Christmas in Israel
by Michael Ganoe
The month of December is always exciting because not only is it my birthday, but one of the most celebrated holidays in the U.S...Christmas!
For me, the holiday would begin on Thanksgiving Day with 24 hours of “A Christmas Story”, playing carols from the radio or internet daily, preparing for a Christmas party at my home in Washington D.C. where the meal was homemade and very close friends in attendance. And of course, there is the driving into the hills of Maryland to traditionally cut down my very own Christmas tree.
Then, I begin the 4 hour drive to West Virginia to be with family and celebrate festively with ongoing conversation of the year’s events and Christmases past; while dish, plate, and platter filled with foods of every holiday delicacy are passed around to fill our cheeks between breathes.
When all is said and done the entertainment really begins as Christmas songs fill the rafters of my Uncle’s log home on the family farm.

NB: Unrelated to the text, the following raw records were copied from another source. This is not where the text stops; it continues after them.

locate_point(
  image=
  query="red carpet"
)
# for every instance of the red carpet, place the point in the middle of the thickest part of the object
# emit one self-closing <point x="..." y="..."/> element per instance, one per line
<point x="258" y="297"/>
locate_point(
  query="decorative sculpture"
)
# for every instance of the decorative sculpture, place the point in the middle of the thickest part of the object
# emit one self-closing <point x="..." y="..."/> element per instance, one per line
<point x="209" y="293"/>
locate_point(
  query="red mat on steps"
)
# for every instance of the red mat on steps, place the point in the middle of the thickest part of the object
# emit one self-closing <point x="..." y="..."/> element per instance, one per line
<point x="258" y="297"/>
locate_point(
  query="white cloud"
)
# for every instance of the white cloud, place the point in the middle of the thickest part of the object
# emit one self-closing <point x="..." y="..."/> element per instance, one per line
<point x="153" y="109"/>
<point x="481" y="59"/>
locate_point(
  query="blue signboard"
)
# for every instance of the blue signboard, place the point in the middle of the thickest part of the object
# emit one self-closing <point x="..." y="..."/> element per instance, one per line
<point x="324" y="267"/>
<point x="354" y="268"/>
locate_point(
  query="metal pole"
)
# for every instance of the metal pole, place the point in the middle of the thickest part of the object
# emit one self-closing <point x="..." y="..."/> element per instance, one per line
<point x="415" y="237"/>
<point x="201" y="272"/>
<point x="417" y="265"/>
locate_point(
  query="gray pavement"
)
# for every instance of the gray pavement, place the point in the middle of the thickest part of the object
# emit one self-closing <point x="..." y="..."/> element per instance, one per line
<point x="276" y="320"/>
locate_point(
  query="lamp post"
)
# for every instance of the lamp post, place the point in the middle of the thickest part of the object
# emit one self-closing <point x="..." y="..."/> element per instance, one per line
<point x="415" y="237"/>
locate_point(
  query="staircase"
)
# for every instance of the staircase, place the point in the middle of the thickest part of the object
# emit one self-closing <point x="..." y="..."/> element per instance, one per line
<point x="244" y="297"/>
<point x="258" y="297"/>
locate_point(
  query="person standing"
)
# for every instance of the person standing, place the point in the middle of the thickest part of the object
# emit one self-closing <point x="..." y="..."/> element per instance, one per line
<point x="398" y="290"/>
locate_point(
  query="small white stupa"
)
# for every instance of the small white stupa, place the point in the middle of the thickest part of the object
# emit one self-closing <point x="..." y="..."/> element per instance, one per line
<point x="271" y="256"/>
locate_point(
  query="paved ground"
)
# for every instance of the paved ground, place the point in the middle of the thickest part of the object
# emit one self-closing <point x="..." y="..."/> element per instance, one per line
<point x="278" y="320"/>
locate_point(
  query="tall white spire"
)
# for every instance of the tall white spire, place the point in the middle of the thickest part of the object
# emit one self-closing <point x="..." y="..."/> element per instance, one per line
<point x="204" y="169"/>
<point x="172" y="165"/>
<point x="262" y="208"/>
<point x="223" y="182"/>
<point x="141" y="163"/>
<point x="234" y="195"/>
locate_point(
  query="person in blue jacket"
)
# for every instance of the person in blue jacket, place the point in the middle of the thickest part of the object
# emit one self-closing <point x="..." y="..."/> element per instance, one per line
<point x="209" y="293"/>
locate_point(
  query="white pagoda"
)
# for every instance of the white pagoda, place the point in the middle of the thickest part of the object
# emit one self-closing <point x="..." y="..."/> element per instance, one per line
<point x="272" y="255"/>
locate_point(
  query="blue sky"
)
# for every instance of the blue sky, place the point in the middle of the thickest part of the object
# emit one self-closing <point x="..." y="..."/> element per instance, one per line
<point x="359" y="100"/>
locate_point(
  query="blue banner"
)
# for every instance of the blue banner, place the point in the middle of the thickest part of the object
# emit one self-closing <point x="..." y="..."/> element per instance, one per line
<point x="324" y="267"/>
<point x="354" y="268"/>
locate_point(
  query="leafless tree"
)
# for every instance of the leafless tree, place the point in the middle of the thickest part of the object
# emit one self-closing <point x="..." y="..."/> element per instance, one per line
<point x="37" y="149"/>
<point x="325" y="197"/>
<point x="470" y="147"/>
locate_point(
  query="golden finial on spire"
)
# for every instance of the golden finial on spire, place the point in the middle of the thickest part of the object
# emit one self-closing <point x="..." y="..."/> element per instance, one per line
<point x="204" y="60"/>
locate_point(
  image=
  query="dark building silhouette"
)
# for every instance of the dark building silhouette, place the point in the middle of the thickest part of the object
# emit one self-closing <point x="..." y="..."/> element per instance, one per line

This may sound a bit too picturesque for some, but there is a bond within my family that has stayed traditionally loving. This is the theme of Christmases bygone.
Moving forward to December 2012 the picture is vastly different. In October of this year I was given the opportunity to live and work in the Nation of Israel. So having a deep rooted love for a country not my own, and having read about since I was a young lad, I sold everything and arrived with no one meeting me at the airport, no family members to greet, no friends to call upon.
I adjusted to my new environment rather quickly, but as Christmas approached I began to pine for home as my heart reflected on those times of joy with my family.
Naturally, those memories and emotions will last a lifetime, but in my new environment there is a joy I found during this month in spite of the change.
Israel celebrates Chanukah, or The Festival of Lights, which lasts for 8 days. I was warmly invited to various homes for the lighting of the Menorah candles and scripture reading in honor of the holiday, followed by a scrumptious Kosher meal. I left each evening with an overly satisfied stomach, new friends, and added memories that brought a better understanding and great appreciation for my new home.
Israeli’s are very warm and caring and many times I was asked what I would be doing during my holiday celebration of Christmas. With no clear answer, an invitation was extended to me for dinner, although it’s not a holiday celebrated among Jewish Israelis.
That type of simple consideration for my well being is so appreciated by friends and family in the states while absent from them, especially during this time of year.
Israel is the place I have chosen to make my life. Israelis are the people I have chosen to work with and since my arrival in October, the greatest gift they have given to me is their concern, warmth, and welcome this Christmas in a country that is not my own.